Review: Tandoor Chop House

Tandoor Chop House ★★★☆☆

Helen Graves
By Helen Graves Last edited 24 months ago
Review: Tandoor Chop House Tandoor Chop House 3
The tandoori chicken at Tandoor Chop House.

Londonist readers will know that good curries are not found on Brick Lane. They know that good grills (lamb chops, seekh kebabs) are to be found in the kebab houses of Whitechapel (Lahore Kebab House, Tayyabs, Needo Grill), that Southall is the place to head for Punjabi food, and so on.

In recent years, we've seen a wave of higher-end Indian restaurants (Trishna, Cinnamon Club, Gymkhana) and now, there's a trend for casual Anglo-Indians with an upmarket brasserie feel, serving playful mashups like the bacon and egg naan at Dishoom, or the devilled scotch egg at Talli Joe. They're not afraid to bring punchy flavour; dishes sparkle with smack your lips spicing and glisten with washes of ghee.

Tandoor Chop House is a cross between an old British chop house and an Indian cafe.

Tandoor Chop House is one such place. Described as a meeting of a 'classic British chop house' (a place where men went to eat steak, basically) and a North Indian café, you will find naan bread reinforced with British dexter beef dripping (or bone marrow), and pollock rubbed with masala and poked towards the tandoor (rubbish fish, pollock but sustainable so, hey ho); bhajis are made-over as onion rings.

The restaurant kitchen.

About those bhajis: they're great, but for a slight design fault where onion slips from batter and slaps you on the chin (easily prevented by removing the thin membrane prior to battering); no matter, they’re nearly fantastic and a great redesign of a snack which can often be dense and claggy.
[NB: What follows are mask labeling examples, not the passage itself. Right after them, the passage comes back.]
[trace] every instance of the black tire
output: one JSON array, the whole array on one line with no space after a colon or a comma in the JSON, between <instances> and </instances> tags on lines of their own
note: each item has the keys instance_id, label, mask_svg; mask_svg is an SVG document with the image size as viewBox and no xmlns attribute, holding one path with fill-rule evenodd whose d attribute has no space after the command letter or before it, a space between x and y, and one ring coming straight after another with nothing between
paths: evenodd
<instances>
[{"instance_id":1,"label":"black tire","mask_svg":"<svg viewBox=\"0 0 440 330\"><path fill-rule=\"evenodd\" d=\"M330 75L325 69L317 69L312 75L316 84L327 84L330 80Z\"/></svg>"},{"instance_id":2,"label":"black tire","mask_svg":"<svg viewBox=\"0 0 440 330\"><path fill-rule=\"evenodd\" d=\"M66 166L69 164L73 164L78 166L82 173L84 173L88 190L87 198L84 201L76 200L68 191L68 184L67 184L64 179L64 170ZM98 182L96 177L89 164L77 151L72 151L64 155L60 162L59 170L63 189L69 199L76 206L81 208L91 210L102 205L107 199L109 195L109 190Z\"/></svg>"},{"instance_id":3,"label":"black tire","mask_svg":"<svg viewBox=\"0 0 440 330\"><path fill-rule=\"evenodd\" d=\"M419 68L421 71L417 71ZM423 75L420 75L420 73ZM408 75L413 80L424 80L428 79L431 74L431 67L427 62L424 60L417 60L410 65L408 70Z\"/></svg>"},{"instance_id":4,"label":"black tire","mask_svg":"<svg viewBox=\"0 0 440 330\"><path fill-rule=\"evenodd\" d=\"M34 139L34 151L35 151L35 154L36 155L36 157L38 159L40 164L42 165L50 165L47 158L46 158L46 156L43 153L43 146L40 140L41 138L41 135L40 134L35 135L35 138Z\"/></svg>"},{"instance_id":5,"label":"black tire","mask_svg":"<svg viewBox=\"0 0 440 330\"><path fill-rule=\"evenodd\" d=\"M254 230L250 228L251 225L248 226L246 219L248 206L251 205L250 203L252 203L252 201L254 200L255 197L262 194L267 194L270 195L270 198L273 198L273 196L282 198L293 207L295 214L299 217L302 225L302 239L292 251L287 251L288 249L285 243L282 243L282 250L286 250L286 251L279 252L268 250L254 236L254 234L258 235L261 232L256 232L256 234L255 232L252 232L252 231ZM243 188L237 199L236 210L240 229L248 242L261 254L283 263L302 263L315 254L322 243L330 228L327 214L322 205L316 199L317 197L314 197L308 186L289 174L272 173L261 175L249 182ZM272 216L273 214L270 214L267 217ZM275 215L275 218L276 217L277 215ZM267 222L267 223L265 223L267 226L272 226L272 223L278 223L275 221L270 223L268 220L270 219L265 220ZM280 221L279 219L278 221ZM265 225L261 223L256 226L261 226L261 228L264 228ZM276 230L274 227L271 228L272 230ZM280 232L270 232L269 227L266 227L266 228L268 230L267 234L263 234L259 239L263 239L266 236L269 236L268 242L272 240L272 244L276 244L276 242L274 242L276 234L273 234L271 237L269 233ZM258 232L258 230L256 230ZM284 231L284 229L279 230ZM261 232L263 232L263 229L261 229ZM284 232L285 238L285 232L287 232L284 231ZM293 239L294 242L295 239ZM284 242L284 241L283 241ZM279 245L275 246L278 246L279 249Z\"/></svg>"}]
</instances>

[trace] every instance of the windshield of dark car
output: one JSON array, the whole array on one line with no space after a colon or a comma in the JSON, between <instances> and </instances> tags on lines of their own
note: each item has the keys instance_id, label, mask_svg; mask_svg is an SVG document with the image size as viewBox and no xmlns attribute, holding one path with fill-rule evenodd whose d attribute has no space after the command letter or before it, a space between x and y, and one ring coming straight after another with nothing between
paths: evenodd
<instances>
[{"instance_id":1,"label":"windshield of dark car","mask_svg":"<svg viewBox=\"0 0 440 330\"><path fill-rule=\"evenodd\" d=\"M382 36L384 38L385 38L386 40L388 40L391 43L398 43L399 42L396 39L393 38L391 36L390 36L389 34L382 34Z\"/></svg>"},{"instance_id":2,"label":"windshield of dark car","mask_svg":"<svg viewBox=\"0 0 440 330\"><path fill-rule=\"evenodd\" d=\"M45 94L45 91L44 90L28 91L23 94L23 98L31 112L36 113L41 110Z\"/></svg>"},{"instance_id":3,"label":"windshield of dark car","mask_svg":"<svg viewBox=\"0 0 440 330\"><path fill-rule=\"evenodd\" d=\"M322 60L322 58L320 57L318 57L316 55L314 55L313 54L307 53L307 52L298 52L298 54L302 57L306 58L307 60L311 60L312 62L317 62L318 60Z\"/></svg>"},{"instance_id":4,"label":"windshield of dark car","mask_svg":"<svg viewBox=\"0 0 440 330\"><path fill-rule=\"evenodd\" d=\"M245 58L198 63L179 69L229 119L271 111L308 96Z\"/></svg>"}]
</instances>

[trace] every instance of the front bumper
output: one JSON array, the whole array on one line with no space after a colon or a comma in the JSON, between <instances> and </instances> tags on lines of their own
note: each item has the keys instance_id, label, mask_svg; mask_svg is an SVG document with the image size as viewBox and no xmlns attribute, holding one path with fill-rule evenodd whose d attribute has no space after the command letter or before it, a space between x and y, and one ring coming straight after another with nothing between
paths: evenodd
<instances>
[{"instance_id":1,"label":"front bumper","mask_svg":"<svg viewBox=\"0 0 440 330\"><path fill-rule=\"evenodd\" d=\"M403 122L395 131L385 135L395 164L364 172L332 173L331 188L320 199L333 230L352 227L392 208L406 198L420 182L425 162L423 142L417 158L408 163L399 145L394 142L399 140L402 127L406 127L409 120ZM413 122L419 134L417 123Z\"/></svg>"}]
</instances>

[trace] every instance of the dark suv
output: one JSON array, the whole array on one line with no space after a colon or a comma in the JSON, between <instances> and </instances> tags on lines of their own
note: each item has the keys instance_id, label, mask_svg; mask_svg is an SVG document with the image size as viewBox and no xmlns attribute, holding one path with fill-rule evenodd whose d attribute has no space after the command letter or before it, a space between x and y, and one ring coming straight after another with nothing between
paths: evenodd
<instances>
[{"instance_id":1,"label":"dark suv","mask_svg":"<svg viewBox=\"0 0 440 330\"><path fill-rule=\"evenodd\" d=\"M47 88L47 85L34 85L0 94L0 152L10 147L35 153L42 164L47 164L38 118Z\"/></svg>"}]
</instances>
Other snacks include a standout seekh kebab on mini naan, the building blocks for a glorious sloppy sandwich, the meat boasting a grassy thrum from bags of coriander.

A naan, fresh from the tandoor.

Main courses are generous, chicken is huge in fact, while lamb chops are smothered in a thick paste of strained yoghurt and spice, flesh tender, fat still spitting. To finish, we suck back hot sticky pineapple, scorched and sweetened by coals, served with honey ice cream. Tandoor dreams.

Thick spice pastes cover the meat.

Stepping inside Tandoor Chop House is to enter a place of skewers, flames and smoke. It's a dimly lit room, dominated at one end by a kitchen where metal flashes in and out of tandoors, bread slaps against hot clay, and buzzing chatter is fuelled by great cocktails. It's a bold, zippy reminder of how this cuisine has evolved in London but mostly, it's just really good fun.